Shot putter Christian Cantwell speaks to reporters during a news...

Shot putter Christian Cantwell speaks to reporters during a news conference in advance of the 103rd Millrose Games. (January 28, 2010) Credit: AP

Make way. For all the running and jumping action scheduled Friday night in the 103rd Millrose Games at Madison Square Garden, featuring a few dozen Olympic medalists and world champions, there is nothing that elbows everyone else out of the way quite like the shot put competition.

That is partly due to the impressive field of shot putters - three of the four competitors have been world champions and the fourth is reigning U.S. indoor champ - and mostly because of the event itself: Mountain men heaving cannon balls across a crowded room.

It doesn't take much imagination to picture the damage that a fellow such as Christian Cantwell - 6-5 and 300 pounds - can do by hurling a 16-pound object more than 70 feet. "In the U.S.," he noted, "they make us use a ball that is a little different, covered in plastic. Everywhere else, we throw a steel ball inside. But whether it's this one going 70 feet, or the other one, it's going to do some damage."
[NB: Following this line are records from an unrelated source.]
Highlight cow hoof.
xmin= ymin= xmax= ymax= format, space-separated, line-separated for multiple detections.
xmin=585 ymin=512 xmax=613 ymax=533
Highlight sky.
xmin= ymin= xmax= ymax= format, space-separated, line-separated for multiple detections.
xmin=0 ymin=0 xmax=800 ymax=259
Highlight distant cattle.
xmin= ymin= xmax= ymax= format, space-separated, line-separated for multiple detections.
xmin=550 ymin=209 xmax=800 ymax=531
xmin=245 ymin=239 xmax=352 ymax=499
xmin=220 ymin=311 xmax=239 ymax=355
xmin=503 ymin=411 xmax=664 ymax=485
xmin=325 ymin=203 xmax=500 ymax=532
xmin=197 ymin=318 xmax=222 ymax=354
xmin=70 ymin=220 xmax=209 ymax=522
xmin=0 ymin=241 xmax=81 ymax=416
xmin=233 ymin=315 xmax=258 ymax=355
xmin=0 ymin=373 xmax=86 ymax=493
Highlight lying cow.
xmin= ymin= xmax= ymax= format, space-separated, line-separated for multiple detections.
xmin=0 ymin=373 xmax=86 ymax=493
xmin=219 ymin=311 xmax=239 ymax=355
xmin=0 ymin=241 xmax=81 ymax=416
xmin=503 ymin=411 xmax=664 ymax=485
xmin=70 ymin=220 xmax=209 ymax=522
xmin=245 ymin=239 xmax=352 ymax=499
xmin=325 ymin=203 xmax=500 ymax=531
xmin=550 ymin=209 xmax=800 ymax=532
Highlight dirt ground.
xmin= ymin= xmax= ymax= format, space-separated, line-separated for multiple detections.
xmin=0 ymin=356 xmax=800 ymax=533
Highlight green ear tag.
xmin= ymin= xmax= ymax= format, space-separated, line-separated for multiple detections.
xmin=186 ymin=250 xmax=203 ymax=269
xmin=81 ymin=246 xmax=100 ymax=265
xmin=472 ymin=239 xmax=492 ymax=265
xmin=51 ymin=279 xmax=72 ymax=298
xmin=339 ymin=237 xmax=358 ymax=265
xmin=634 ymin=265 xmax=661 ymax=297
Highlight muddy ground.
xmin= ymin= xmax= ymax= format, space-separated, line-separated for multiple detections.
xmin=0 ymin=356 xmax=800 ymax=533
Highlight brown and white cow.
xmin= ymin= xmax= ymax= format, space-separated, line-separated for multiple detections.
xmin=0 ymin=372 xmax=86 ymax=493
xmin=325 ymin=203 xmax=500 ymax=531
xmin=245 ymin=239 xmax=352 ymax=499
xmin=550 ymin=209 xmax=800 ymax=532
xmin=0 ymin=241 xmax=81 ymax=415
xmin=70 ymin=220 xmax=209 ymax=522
Howard Schmertz, emeritus director of the Millrose Games, remembered how Garden officials in the 1980s declared there would be no more shot put competition after one thrower put a hole on the outside edge of the sprint straightaway. The shot put was moved to Manhattan College (where the weight throw, indoor version of the hammer throw, still is contested) for years but returned five years ago.
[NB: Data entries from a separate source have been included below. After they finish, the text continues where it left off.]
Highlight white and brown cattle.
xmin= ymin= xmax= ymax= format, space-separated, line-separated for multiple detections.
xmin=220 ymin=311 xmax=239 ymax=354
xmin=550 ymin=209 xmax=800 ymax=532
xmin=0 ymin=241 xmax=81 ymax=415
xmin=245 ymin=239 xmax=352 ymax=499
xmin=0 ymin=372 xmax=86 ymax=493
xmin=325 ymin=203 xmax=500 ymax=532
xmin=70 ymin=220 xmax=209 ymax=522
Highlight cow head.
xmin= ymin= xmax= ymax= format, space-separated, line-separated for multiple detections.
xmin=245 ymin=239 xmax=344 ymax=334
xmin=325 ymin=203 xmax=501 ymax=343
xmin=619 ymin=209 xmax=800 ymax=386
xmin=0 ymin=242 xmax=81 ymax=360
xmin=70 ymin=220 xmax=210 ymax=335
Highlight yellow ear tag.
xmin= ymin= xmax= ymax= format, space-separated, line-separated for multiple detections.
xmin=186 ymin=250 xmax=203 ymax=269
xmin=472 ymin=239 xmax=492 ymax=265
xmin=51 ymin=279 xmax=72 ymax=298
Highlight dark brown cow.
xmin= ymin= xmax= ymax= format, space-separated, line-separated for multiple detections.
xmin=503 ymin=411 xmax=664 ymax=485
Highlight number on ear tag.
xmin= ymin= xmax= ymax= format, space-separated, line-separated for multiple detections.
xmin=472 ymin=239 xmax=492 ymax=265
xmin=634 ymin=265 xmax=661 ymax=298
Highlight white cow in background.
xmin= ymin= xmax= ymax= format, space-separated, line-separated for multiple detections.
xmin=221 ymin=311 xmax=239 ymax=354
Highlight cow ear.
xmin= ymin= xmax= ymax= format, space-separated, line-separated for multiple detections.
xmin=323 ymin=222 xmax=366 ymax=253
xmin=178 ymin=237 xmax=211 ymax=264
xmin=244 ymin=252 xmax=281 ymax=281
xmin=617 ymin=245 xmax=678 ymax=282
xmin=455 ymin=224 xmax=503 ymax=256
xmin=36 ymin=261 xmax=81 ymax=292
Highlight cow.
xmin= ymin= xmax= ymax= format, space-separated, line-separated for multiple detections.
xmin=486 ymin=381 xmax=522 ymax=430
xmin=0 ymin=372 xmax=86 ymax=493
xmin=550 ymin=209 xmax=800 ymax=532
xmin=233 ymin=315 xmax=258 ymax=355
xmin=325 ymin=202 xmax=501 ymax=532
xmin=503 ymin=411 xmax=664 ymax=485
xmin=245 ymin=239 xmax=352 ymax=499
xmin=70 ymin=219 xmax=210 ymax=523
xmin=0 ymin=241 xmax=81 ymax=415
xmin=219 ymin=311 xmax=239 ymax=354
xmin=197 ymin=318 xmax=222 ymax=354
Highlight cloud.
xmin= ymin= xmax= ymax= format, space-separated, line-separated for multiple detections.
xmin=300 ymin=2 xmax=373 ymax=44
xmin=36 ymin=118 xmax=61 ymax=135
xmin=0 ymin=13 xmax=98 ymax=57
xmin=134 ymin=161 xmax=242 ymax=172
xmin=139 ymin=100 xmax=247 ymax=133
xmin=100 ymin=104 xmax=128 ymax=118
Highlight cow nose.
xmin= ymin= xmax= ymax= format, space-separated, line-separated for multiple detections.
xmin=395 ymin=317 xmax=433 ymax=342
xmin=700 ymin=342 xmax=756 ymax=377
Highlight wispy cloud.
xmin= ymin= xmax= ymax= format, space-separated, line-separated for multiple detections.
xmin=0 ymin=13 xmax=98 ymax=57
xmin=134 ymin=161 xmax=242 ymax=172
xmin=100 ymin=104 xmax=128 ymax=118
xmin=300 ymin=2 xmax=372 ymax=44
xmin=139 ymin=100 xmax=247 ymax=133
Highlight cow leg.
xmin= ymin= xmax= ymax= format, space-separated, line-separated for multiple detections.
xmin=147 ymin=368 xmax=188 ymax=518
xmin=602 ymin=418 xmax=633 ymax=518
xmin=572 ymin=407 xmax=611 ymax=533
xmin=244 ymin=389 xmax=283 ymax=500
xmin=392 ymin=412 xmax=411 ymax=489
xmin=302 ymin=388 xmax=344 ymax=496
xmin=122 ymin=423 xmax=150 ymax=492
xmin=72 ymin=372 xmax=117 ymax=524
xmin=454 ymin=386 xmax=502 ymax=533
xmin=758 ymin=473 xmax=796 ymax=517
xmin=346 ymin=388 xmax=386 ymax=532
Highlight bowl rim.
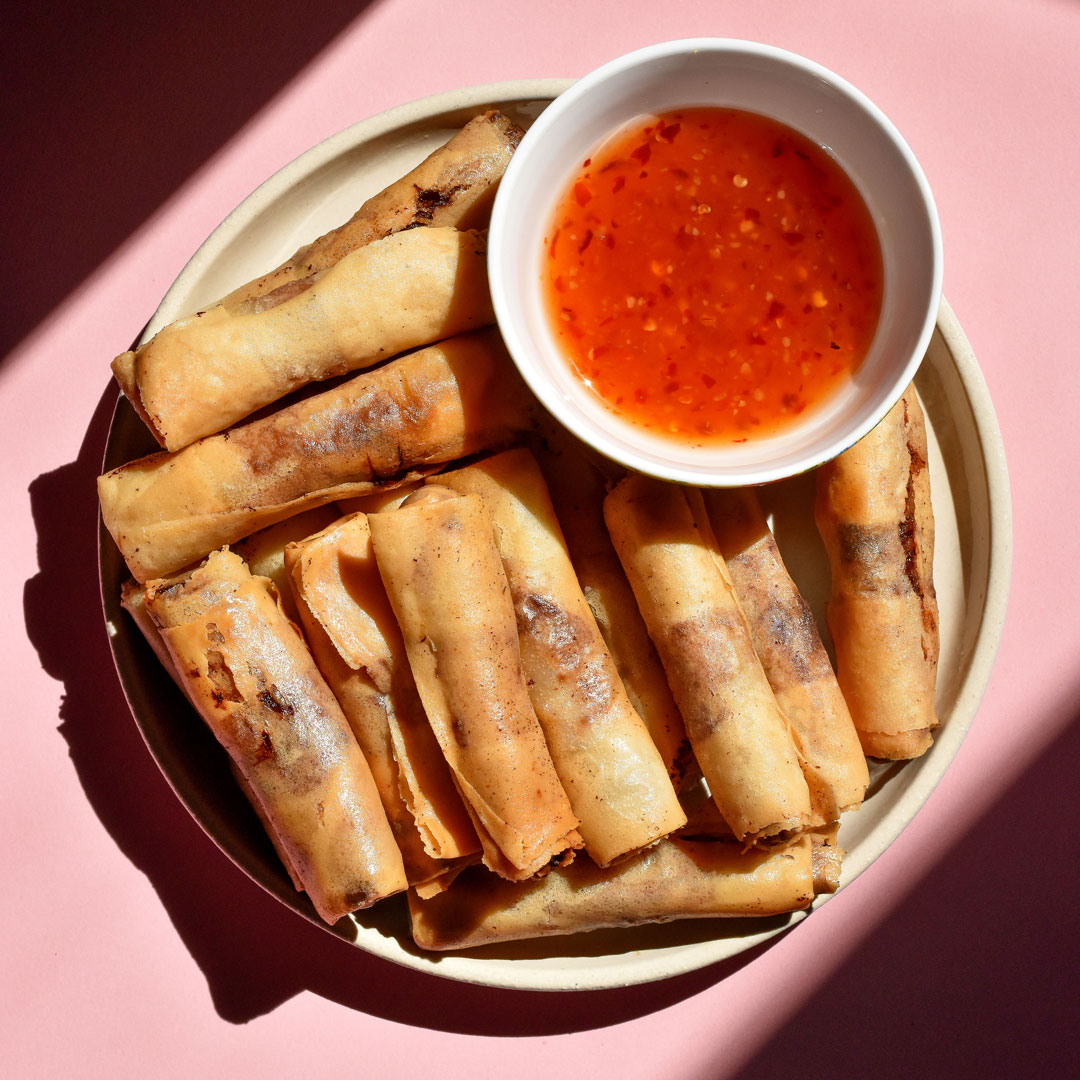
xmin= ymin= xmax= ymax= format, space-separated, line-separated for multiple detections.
xmin=487 ymin=38 xmax=944 ymax=487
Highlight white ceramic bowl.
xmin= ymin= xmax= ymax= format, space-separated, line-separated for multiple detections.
xmin=488 ymin=38 xmax=942 ymax=486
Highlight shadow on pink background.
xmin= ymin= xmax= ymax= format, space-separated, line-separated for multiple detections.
xmin=0 ymin=0 xmax=370 ymax=356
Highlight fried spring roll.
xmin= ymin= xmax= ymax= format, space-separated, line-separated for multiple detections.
xmin=810 ymin=822 xmax=847 ymax=895
xmin=540 ymin=440 xmax=692 ymax=787
xmin=435 ymin=449 xmax=686 ymax=866
xmin=113 ymin=229 xmax=494 ymax=450
xmin=815 ymin=387 xmax=939 ymax=758
xmin=703 ymin=488 xmax=869 ymax=821
xmin=97 ymin=330 xmax=531 ymax=581
xmin=146 ymin=551 xmax=406 ymax=922
xmin=120 ymin=581 xmax=313 ymax=892
xmin=220 ymin=110 xmax=524 ymax=314
xmin=604 ymin=475 xmax=814 ymax=843
xmin=285 ymin=514 xmax=480 ymax=872
xmin=232 ymin=504 xmax=341 ymax=622
xmin=368 ymin=488 xmax=581 ymax=879
xmin=409 ymin=837 xmax=813 ymax=950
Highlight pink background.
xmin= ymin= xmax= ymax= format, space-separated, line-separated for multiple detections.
xmin=0 ymin=0 xmax=1080 ymax=1080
So, not quite three hours after the first Millrose running event at 4 p.m., approximately halfway to the Wanamaker Mile at 9:50, a space will be cleared for the big guys. Cantwell, the 2009 world outdoor champion; '05 world titlist Adam Nelson and former world indoor gold medalist Reese Hoffa promise their usual adrenaline-fueled performance.
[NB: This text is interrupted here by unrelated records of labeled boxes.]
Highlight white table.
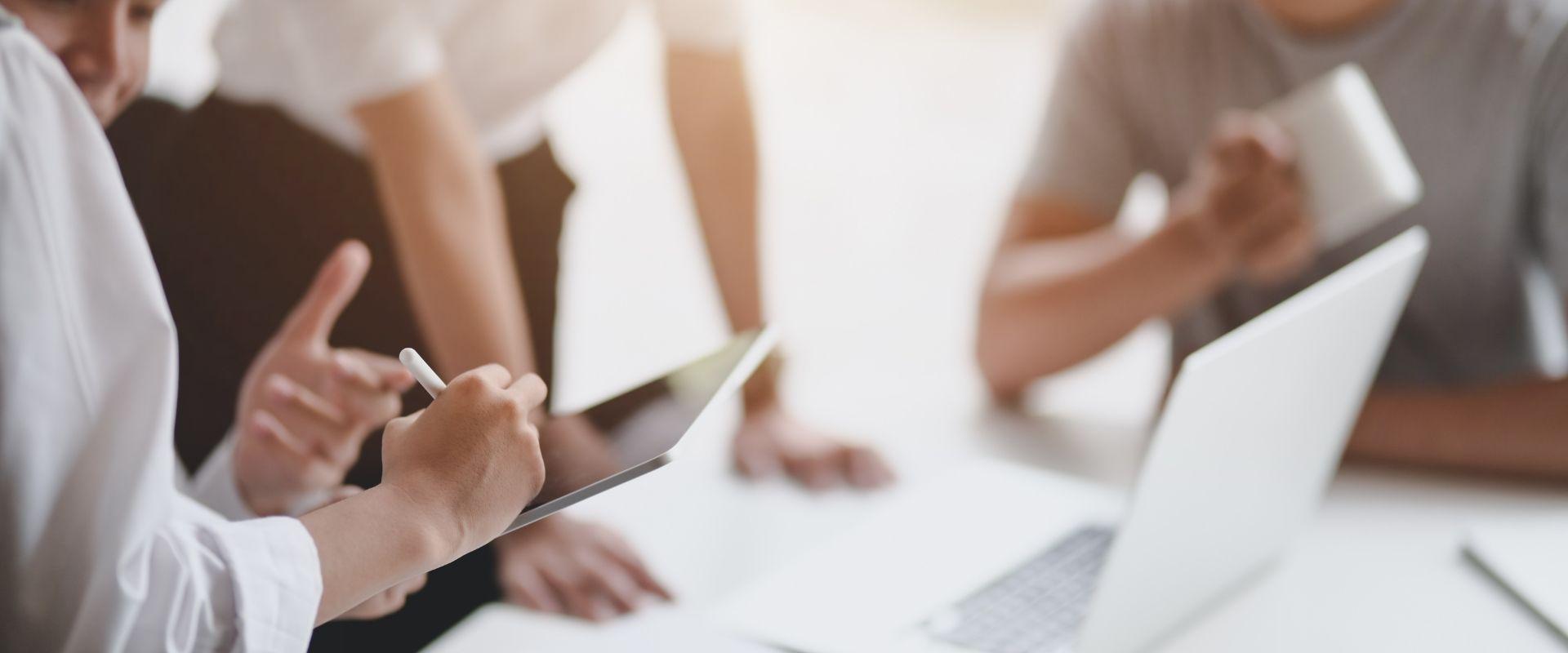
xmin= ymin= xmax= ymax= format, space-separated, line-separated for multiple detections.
xmin=433 ymin=0 xmax=1568 ymax=653
xmin=433 ymin=350 xmax=1565 ymax=653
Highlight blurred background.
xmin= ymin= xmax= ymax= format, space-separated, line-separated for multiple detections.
xmin=149 ymin=0 xmax=1166 ymax=429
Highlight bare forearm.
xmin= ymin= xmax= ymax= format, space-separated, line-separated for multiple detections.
xmin=977 ymin=212 xmax=1225 ymax=394
xmin=356 ymin=77 xmax=535 ymax=375
xmin=300 ymin=487 xmax=458 ymax=624
xmin=668 ymin=48 xmax=762 ymax=329
xmin=1348 ymin=380 xmax=1568 ymax=479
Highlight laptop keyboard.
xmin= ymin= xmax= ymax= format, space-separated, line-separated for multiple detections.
xmin=924 ymin=526 xmax=1115 ymax=653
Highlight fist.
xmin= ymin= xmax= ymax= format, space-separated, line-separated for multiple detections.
xmin=234 ymin=241 xmax=414 ymax=515
xmin=1171 ymin=113 xmax=1317 ymax=285
xmin=381 ymin=365 xmax=546 ymax=562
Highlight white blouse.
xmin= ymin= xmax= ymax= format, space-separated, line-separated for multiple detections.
xmin=213 ymin=0 xmax=742 ymax=162
xmin=0 ymin=10 xmax=322 ymax=651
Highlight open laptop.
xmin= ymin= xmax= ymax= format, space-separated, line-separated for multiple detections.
xmin=721 ymin=227 xmax=1427 ymax=653
xmin=506 ymin=327 xmax=777 ymax=532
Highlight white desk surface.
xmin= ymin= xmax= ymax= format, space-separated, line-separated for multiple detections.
xmin=411 ymin=0 xmax=1565 ymax=653
xmin=431 ymin=357 xmax=1565 ymax=653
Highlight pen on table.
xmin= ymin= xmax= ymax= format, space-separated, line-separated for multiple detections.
xmin=397 ymin=348 xmax=447 ymax=398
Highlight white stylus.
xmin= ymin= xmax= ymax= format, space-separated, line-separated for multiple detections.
xmin=397 ymin=348 xmax=447 ymax=398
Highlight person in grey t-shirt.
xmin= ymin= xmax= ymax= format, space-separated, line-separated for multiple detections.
xmin=978 ymin=0 xmax=1568 ymax=478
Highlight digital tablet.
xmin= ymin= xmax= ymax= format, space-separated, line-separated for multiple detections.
xmin=506 ymin=327 xmax=777 ymax=532
xmin=1264 ymin=64 xmax=1422 ymax=249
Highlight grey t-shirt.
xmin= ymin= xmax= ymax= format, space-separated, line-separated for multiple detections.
xmin=1021 ymin=0 xmax=1568 ymax=385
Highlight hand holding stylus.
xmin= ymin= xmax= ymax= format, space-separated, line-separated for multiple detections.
xmin=381 ymin=349 xmax=546 ymax=564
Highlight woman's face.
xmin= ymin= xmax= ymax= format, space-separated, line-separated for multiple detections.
xmin=0 ymin=0 xmax=163 ymax=125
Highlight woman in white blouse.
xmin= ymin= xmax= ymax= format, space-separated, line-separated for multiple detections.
xmin=0 ymin=0 xmax=544 ymax=651
xmin=113 ymin=0 xmax=891 ymax=648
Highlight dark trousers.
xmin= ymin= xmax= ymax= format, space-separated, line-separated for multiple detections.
xmin=109 ymin=97 xmax=574 ymax=651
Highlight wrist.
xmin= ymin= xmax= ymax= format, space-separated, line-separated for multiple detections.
xmin=740 ymin=353 xmax=784 ymax=415
xmin=370 ymin=482 xmax=467 ymax=570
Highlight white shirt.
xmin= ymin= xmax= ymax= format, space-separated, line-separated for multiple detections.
xmin=215 ymin=0 xmax=740 ymax=162
xmin=0 ymin=11 xmax=322 ymax=651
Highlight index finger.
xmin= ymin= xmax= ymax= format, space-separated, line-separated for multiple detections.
xmin=281 ymin=240 xmax=370 ymax=341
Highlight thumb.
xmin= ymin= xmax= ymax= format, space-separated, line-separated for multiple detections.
xmin=279 ymin=240 xmax=370 ymax=343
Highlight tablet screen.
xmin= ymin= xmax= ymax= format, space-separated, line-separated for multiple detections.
xmin=525 ymin=332 xmax=762 ymax=512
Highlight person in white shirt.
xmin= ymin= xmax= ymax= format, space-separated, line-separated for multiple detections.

"It's a mixture of strong-man, sprinters and showmanship," Cantwell said. "If we do it right, it comes off pretty well. The crowd can tell, without really knowing how far we're throwing, if it's a good throw by how we react."

Plus, there is the lurking danger. At the University of Missouri, where the 29-year-old Cantwell competed as a collegian, there are wooden boards framing the indoor shot area that he regularly splinters with good throws. At the 2001 national championship meet in Eugene, Ore., he accidentally hit a shot put official in the neck with a warm-up throw.

That turned out happily enough, especially with the victim's full recovery and the fact that the incident came up as an answer in Trivial Pursuit. But it did ruin Cantwell's ability to compete well in that meet.

"The next year the guy came up to me with a plaque he had made of the Trivial Pursuit card. But one thing I always tell the kids in practice," said Cantwell, "is to keep your heads up."